Un sauvetage qui défie le désespoir
Au milieu de la douleur et de la destruction causées par les pires inondations depuis des décennies en Asie du Sud, les équipes d'urgence ont réalisé un véritable miracle : deux ouvriers ont été extraits vivants ce vendredi 4 septembre 2026, après être restés piégés pendant plus de 72 heures sous les décombres d'une coulée de boue dans la région frontalière entre le Népal et le Tibet.
Les travailleurs, dont l'identité n'a pas été révélée, ont été retrouvés par des chiens de recherche et secourus avec des blessures mineures mais stables, selon des sources officielles rapportées par Le Monde. L'opération, qui a combiné machinerie lourde et travail manuel, est devenue un symbole d'espoir pour les communautés affectées.
Bilan dévastateur
Le dernier rapport officiel porte le nombre de décès à 1 280 personnes, tandis que plus de 5 600 restent portées disparues. Les autorités craignent que le nombre de victimes n'augmente dans les prochains jours, car de nombreuses zones restent isolées et l'accès par voie terrestre est extrêmement difficile.
Les inondations, provoquées par le débordement des rivières et la fonte accélérée des glaciers due à des pluies de mousson inhabituellement intenses, ont rasé des villages entiers, des routes et des ponts des deux côtés de la frontière.
Efforts de sauvetage
Des milliers de militaires, d'équipes de protection civile et de bénévoles travaillent sans relâche dans les zones les plus touchées. Des hélicoptères ont été déployés pour évacuer les blessés et livrer des fournitures de base aux sinistrés.
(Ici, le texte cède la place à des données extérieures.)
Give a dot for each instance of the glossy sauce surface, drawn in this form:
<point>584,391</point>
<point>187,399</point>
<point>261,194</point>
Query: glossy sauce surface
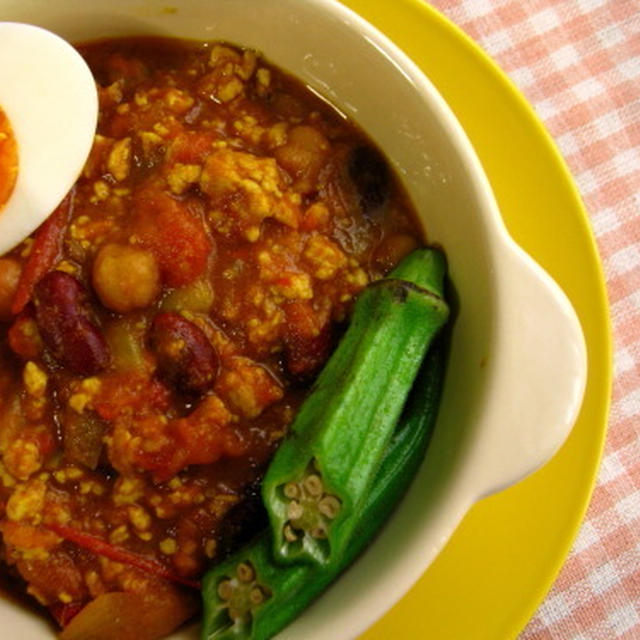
<point>159,331</point>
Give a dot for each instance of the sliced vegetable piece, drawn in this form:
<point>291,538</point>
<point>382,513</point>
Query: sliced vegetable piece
<point>321,473</point>
<point>252,597</point>
<point>130,616</point>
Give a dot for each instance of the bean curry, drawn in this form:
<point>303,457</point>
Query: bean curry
<point>159,331</point>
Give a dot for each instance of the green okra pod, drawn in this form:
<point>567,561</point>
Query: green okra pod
<point>251,597</point>
<point>324,469</point>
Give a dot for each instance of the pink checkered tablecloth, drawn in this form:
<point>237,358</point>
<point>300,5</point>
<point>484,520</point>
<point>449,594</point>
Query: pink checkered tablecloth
<point>578,63</point>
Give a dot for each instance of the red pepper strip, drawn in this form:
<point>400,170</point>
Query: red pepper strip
<point>46,248</point>
<point>101,548</point>
<point>65,613</point>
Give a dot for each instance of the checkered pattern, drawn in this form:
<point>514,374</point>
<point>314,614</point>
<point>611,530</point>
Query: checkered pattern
<point>578,63</point>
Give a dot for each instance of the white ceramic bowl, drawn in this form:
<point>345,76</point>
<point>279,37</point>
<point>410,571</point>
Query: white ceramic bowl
<point>517,369</point>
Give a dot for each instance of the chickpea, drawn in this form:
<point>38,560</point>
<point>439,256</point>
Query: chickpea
<point>9,275</point>
<point>125,277</point>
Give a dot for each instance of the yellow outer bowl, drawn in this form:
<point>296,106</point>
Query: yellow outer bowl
<point>494,572</point>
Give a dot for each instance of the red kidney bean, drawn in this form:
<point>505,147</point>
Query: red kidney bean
<point>62,315</point>
<point>184,355</point>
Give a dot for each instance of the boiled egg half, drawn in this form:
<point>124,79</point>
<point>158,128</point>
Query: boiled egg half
<point>48,117</point>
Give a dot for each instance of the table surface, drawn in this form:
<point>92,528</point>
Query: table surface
<point>578,64</point>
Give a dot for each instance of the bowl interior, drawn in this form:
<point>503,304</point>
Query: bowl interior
<point>344,60</point>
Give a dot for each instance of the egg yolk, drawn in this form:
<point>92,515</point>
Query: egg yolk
<point>8,158</point>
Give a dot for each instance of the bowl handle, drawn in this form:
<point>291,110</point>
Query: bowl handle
<point>538,379</point>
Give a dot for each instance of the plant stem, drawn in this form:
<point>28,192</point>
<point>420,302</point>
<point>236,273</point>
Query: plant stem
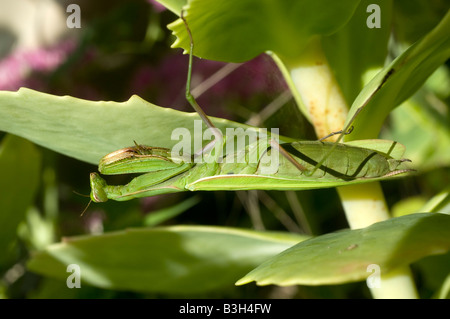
<point>319,97</point>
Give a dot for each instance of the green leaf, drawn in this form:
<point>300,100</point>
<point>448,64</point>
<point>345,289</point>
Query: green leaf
<point>399,81</point>
<point>355,51</point>
<point>88,130</point>
<point>239,30</point>
<point>179,259</point>
<point>344,256</point>
<point>424,131</point>
<point>173,5</point>
<point>20,164</point>
<point>157,217</point>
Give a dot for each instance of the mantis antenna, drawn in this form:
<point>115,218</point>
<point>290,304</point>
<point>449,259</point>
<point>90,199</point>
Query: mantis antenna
<point>217,134</point>
<point>205,118</point>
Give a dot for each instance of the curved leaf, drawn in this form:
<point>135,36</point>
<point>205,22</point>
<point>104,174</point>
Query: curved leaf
<point>239,30</point>
<point>179,259</point>
<point>399,81</point>
<point>344,256</point>
<point>88,130</point>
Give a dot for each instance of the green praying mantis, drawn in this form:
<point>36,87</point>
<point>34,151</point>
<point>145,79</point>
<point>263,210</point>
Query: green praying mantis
<point>262,164</point>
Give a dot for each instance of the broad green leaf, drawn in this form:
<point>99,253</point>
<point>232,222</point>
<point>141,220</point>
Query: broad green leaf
<point>88,130</point>
<point>179,259</point>
<point>344,256</point>
<point>356,50</point>
<point>20,164</point>
<point>239,30</point>
<point>400,80</point>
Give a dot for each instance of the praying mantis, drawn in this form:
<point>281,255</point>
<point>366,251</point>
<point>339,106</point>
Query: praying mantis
<point>262,164</point>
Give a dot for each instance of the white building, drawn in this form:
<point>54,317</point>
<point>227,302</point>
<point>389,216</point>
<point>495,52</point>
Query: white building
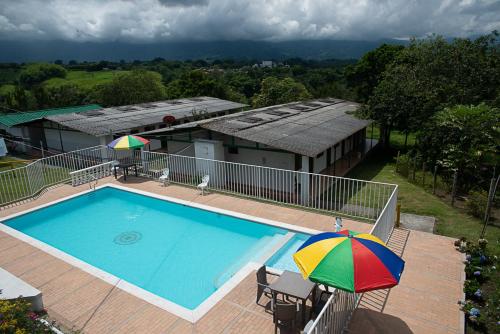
<point>320,136</point>
<point>68,129</point>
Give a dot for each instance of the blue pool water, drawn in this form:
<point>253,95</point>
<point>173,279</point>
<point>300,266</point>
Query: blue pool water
<point>283,259</point>
<point>178,252</point>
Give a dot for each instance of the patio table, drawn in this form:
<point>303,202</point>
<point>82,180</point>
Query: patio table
<point>292,284</point>
<point>125,167</point>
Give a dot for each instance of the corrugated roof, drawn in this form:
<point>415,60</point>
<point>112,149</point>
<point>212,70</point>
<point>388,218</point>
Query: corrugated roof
<point>121,119</point>
<point>306,128</point>
<point>12,119</point>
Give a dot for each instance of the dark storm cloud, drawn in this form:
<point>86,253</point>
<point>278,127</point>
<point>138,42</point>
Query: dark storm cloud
<point>156,20</point>
<point>184,3</point>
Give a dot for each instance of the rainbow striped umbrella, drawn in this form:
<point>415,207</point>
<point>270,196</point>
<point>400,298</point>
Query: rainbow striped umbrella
<point>350,261</point>
<point>128,142</point>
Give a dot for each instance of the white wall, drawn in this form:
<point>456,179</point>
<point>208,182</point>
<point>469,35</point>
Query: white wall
<point>15,131</point>
<point>181,148</point>
<point>320,163</point>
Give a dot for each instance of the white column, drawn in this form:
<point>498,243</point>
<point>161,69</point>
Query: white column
<point>104,141</point>
<point>304,181</point>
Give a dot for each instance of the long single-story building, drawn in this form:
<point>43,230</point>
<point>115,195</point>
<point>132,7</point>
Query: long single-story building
<point>319,136</point>
<point>67,129</point>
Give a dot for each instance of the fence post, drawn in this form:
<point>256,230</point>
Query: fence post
<point>397,162</point>
<point>434,180</point>
<point>454,188</point>
<point>414,168</point>
<point>491,197</point>
<point>398,214</point>
<point>423,174</point>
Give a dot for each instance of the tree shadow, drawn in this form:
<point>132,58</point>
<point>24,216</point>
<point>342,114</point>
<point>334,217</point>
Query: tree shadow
<point>366,321</point>
<point>371,166</point>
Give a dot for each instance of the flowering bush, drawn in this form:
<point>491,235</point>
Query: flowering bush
<point>482,295</point>
<point>16,318</point>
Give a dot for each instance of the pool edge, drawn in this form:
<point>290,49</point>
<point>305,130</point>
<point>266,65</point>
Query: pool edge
<point>180,311</point>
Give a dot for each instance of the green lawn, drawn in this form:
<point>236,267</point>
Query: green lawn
<point>5,89</point>
<point>451,221</point>
<point>84,79</point>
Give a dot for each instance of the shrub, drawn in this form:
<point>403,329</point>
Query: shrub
<point>477,202</point>
<point>16,318</point>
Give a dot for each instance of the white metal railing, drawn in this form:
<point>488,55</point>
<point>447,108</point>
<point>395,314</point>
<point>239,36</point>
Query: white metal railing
<point>349,197</point>
<point>385,222</point>
<point>336,313</point>
<point>25,182</point>
<point>374,201</point>
<point>343,196</point>
<point>92,173</point>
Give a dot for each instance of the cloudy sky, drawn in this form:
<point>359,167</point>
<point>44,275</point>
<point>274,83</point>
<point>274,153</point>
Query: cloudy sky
<point>270,20</point>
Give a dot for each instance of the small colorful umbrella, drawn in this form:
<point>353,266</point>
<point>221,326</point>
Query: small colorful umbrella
<point>350,261</point>
<point>128,142</point>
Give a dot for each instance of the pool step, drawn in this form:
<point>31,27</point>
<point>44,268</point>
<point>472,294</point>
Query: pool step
<point>255,252</point>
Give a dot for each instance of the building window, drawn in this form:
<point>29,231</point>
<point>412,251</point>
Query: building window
<point>298,162</point>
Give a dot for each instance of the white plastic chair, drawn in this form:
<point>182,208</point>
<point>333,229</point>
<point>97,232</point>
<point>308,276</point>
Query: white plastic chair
<point>204,184</point>
<point>165,177</point>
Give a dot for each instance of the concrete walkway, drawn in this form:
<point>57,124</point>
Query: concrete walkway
<point>424,302</point>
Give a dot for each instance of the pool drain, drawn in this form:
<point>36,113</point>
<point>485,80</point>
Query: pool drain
<point>127,238</point>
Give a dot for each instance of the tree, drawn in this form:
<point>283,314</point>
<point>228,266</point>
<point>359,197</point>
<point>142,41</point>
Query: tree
<point>64,95</point>
<point>35,74</point>
<point>466,138</point>
<point>137,86</point>
<point>275,91</point>
<point>18,99</point>
<point>430,75</point>
<point>366,74</point>
<point>195,83</point>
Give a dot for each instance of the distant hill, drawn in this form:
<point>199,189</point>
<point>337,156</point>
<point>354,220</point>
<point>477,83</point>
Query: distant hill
<point>17,51</point>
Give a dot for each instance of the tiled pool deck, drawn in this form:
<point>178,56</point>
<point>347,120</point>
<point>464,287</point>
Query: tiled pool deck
<point>424,302</point>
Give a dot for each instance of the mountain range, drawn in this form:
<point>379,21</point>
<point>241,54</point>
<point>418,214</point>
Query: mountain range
<point>32,51</point>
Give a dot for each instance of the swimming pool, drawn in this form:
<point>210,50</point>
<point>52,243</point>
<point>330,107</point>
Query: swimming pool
<point>283,258</point>
<point>178,252</point>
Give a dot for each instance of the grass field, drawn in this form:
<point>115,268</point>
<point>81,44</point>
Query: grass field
<point>453,222</point>
<point>5,89</point>
<point>83,79</point>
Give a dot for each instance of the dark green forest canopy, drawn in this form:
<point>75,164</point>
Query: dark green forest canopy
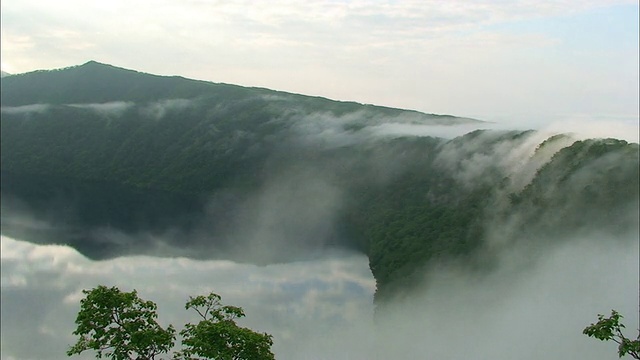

Le sauvetage des deux ouvriers, survenu dans le village de Dolakha, à l'est de Katmandou, a été qualifié de « véritable miracle » par les sauveteurs, compte tenu du temps écoulé et des conditions climatiques adverses.
Contexte : la mousson et le changement climatique
Ces inondations surviennent dans un contexte de pluies de mousson extrêmes, un phénomène climatique qui affecte chaque année la région de l'Himalaya. Cependant, les scientifiques avertissent que le changement climatique intensifie ces événements, provoquant des précipitations plus torrentielles et une fonte glaciaire plus rapide, ce qui augmente le risque d'inondations soudaines et de coulées de boue.
Le Népal, l'un des pays les plus vulnérables au changement climatique, avait déjà connu des tragédies similaires par le passé, comme les inondations de 2019 qui avaient fait plus de 100 morts. Cette fois, l'ampleur de la catastrophe dépasse tout précédent récent.
Aide internationale
La communauté internationale a commencé à se mobiliser : l'Inde, la Chine et plusieurs pays européens ont offert une assistance humanitaire et des équipes de secours spécialisées. L'ONU, de son côté, a annoncé l'envoi de fonds d'urgence pour pallier la crise.
Histoires de survie
Outre le sauvetage des deux ouvriers, d'autres cas étonnants de survie ont été enregistrés. Une femme de 65 ans a été retrouvée vivante dans sa maison partiellement détruite, et un adolescent de 14 ans a été secouru après s'être accroché à un arbre pendant plus de 24 heures.
Ces histoires, bien qu'isolées, nourrissent l'espoir des équipes de secours, qui continuent de ratisser les zones les plus reculées à la recherche d'autres survivants.